Diana duduk tiga bangku dari Yonki dan bersama bersama para mama. Diana sudah mengenal para mama dari lama, itulah mengapa mereka akrab. Sesekali mereka menertawakan drama mengenai anak gembala di panggung, sesekali lagi berbisik dan tersenyum. Melihat setiap kali bibir Diana tertarik menjadi senyum, Yonki merasa santai dan damai. Efek senyum itu memang luar biasa untuk hatinya.

Kegiatan mengamati Diana kemudian diinterupsi oleh senggolan Emir yang duduk di sebelahnya.

"Kamu tahu kalau Gina sedang didekati oleh anak keluarga Darma?"

Yonki mendengus pelan, "Mana mungkin aku tahu, Mir? Aku dan Gina nggak pernah membicarakan hal seperti itu."

Emir memutar kepala dan menatap dengan mata melebar, "Jadi benar kalian tidak punya hubungan apa-apa?

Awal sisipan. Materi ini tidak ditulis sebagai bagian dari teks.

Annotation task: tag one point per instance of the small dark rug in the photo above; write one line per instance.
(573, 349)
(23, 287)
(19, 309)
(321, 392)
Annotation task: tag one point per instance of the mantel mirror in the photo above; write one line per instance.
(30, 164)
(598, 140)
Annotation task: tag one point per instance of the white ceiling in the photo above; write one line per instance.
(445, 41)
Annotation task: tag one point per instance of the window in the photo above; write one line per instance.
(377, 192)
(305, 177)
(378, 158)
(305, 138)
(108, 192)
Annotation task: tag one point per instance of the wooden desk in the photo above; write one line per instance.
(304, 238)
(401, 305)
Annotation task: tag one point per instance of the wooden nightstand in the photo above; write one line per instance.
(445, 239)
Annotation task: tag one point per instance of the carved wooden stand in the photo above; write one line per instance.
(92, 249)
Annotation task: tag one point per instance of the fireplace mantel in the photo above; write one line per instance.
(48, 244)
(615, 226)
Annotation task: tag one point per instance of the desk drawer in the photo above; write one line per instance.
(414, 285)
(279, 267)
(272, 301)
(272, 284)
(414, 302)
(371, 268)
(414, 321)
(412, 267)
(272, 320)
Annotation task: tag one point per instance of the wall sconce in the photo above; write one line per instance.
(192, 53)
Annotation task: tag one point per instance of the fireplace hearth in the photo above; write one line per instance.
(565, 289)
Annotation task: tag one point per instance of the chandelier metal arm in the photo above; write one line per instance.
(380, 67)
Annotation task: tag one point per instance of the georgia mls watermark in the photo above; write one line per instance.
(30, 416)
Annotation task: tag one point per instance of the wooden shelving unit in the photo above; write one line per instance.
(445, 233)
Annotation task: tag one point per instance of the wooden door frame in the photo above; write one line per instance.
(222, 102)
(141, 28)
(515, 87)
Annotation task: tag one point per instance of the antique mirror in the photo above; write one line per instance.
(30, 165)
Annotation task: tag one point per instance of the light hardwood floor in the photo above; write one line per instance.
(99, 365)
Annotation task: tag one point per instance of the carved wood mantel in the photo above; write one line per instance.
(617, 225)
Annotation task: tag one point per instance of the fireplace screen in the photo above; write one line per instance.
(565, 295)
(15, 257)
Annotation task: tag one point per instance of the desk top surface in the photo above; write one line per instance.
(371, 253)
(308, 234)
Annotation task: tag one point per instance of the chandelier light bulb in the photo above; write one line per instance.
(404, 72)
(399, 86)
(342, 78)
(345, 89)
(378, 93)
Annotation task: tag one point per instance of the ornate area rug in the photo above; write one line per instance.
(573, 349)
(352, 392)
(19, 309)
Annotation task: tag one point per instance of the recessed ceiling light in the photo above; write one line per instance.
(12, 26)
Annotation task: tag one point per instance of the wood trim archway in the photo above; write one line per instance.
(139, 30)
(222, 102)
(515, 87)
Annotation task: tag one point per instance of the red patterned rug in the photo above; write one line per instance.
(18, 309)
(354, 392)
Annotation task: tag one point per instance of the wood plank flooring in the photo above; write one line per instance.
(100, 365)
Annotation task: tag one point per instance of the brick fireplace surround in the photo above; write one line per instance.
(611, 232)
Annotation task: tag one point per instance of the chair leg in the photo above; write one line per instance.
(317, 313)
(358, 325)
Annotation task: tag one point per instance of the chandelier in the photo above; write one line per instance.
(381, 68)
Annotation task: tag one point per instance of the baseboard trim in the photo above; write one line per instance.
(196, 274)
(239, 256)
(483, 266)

Benarkah?"

"Aku sudah mengatakan itu berulang kali. Kamu letakkan dimana telingamu selama itu?"

Emir menggeram sebal, "Aku dengar. Hanya nggak bisa mempercayainya. Bagaimana bisa percaya kalau kenyataannya kalian selalu terlihat bersama di acara sosial, bodoh?"

"Awalnya kamu yang mendorongku melakukannya, lama kelamaan dia dengan jelas menganggap ini semua kewajiban. Kamu ingin aku bagaimana? Pura-pura nggak tahu keinginannya?" balas Yonki kesal.

"Itu karena aku ingin membuatmu sadar dan berhenti merecoki Di—"

Emir seketika menggigit lidahnya yang sudah terlalu banyak bicara. Ini bukan tempat yang tepat juga. Hanya saja potongan itu sudah membuat Yonki terpaku menatapnya.

"Ya, Tuhan. Aku benar-benar nggak ingin membahasnya," elak Emir sambil menarik-narik ujung jasnya.

Yonki menoleh ke sekeliling dan kembali berbisik pada Emir.

"Kita bicara di luar?"

Emir mendesah kesal, tapi ikut berdiri. Mereka akhirnya mengendap-endap keluar dari balroom itu dan menuju ke kafetaria hotel.

"Kenapa kamu mengatakan itu?" tanya Yonki.

Emir mengamati wajah Yonki beberapa saat hingga membuat Yonki sedikit melotot.

"Kamu kira aku bodoh dan nggak tahu bagaimana selama ini kamu berusaha menyembunyikan perasaanmu pada Diana? Aku tahu kamu nggak akan melakukan yang lebih daripada yang sekarang kamu lakukan. Aku rasa kewajiban Diana sudah cukup sebagai peringatan supaya kalian menghentikan permainan kalian. Sudah waktunya dia menikah, kamu juga. Itulah alasan aku mendorongmu ke Gina," jawab Emir.

"Mir, aku cuma nggak ingin Diana salah memilih laki-laki."

Emir mengernyit, "Ya, Tuhan. Iya, itu karena kamu menyukainya."

Itu bahkan bukan kalimat tanya. Yonki cuma diam.

"Kamu tahu kan, Yon, keluarga Diana sangat menginginkan Diana menikah? Ini memang sudah saatnya. Jadi," Emir meletakkan satu siku di atas meja, "Kalau kamu nggak ingin masuk ke bursa pernikahan, berhenti mondar-mandir di depan Diana."

Yonki diam. Dia tahu pasti dirinya tidak bisa masuk dalam pernikahan. Semenjak hidup dengan berbagai fasilitas yang seharusnya dimiliki Yosua, tekanan datang dari berbagai arah. Yonki seringkali merasa kewalahan dan marah dengan semua itu, tapi tak bisa menolak. Dalam dunianya yang tak ada kedamaian itu, dia memang tidak mengijinkan dirinya membawa orang lain masuk. Dia tidak ingin menyiksa siapapun dengan suasana itu.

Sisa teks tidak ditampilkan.